In Indian /Hindu culture reincarnation is a staple belief. It is understood that each incarnation of physical life is a process of learning, suffering, and purification until the individual is ultimately delivered to enlightenment, at which point the soul is free of the exhaustive cylcle. While watching Alex strive in his objections and survive in solemnity, I couldn't help but think of those individuals who choose to live outside of Indian society as posessionless beggars or "untouchables," so that they might suffer or endure enough to be finally released from cyclical captivity in life. Alex sees the looming cage around himself, but has an equal eye for the resplendent beauty beneath and beyond the superstructure, something he's "doesn't mind calling God." What he seeks "rather than love, money, faith, fame, or fairness...is truth." Every step he takes is toward truth, both in the moment and aggregate. At every opportunity, he forfeits his wisdoms (sometimes words forfeited to him by other wise men) in an effort to reduce and relinquish whatever holds him to this world of reason. "If we admit that life can be ruled by reason, then we destroy the possibilities of existence."

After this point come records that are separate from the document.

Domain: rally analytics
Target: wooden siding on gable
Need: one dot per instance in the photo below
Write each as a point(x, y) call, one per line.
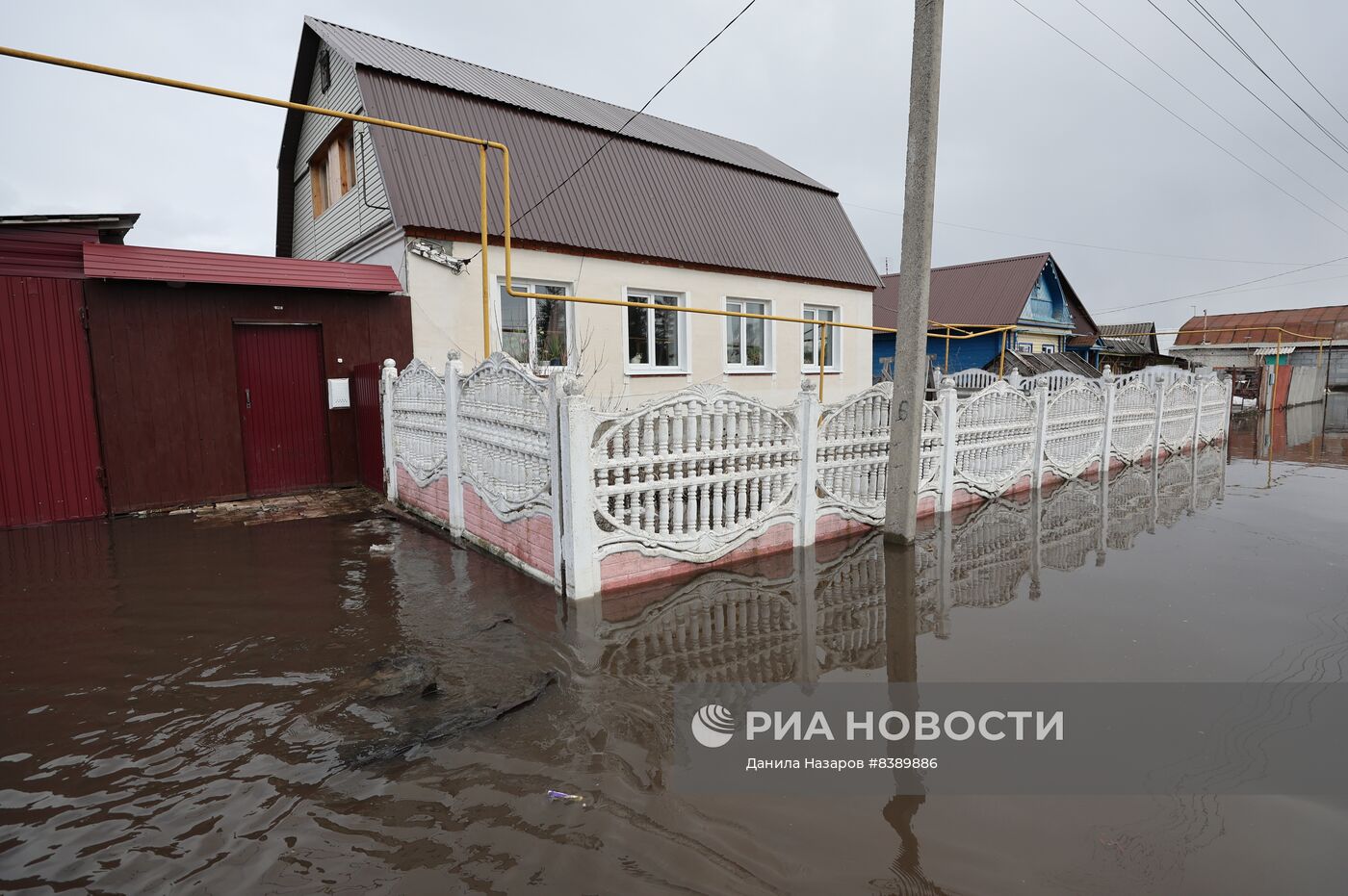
point(366, 205)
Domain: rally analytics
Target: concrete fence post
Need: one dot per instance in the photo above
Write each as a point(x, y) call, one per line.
point(1041, 428)
point(1197, 414)
point(1155, 428)
point(808, 505)
point(949, 401)
point(579, 534)
point(387, 377)
point(454, 460)
point(561, 525)
point(1108, 387)
point(1226, 424)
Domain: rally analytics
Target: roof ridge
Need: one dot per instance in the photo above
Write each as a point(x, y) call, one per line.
point(973, 265)
point(1309, 307)
point(549, 87)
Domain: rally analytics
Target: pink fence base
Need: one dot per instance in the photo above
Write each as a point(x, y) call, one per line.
point(631, 569)
point(428, 500)
point(529, 539)
point(526, 542)
point(836, 525)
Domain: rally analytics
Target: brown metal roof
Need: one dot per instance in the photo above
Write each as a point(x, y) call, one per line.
point(1328, 320)
point(373, 51)
point(658, 192)
point(986, 293)
point(633, 199)
point(188, 266)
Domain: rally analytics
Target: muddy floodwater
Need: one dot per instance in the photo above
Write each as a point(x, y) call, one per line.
point(186, 704)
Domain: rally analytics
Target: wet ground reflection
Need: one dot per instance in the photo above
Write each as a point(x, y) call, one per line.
point(177, 700)
point(825, 608)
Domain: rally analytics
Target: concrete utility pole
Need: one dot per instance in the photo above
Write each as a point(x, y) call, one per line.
point(910, 361)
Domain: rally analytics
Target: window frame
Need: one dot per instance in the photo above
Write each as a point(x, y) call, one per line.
point(344, 138)
point(530, 285)
point(636, 294)
point(768, 337)
point(836, 347)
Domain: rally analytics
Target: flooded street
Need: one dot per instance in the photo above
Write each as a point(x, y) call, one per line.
point(188, 704)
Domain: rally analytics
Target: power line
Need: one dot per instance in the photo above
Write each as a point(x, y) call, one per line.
point(1210, 108)
point(1231, 39)
point(1182, 120)
point(1304, 77)
point(1222, 289)
point(1246, 88)
point(613, 135)
point(1084, 245)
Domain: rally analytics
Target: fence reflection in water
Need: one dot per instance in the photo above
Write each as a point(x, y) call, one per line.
point(832, 606)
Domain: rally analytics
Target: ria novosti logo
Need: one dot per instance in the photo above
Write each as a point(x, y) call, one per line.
point(713, 725)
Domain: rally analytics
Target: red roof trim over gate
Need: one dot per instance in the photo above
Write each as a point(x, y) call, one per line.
point(185, 266)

Not to divulge too much, but Alex finds his truth, and it is a somber chord struck to the core. Like the tortured composer who plays a sharp note and smiles on its perspective and healing asperity, Alex writes his epiphany in the margins of Doctor Zhivago with a heartbreaking lag and concision and resigns to its finality bathed in cold and light. For this reason, there is nothing of failure in his journey, though "some blunders and absurdities had crept in," for his greatest goal is met with wide open eyes and a smile.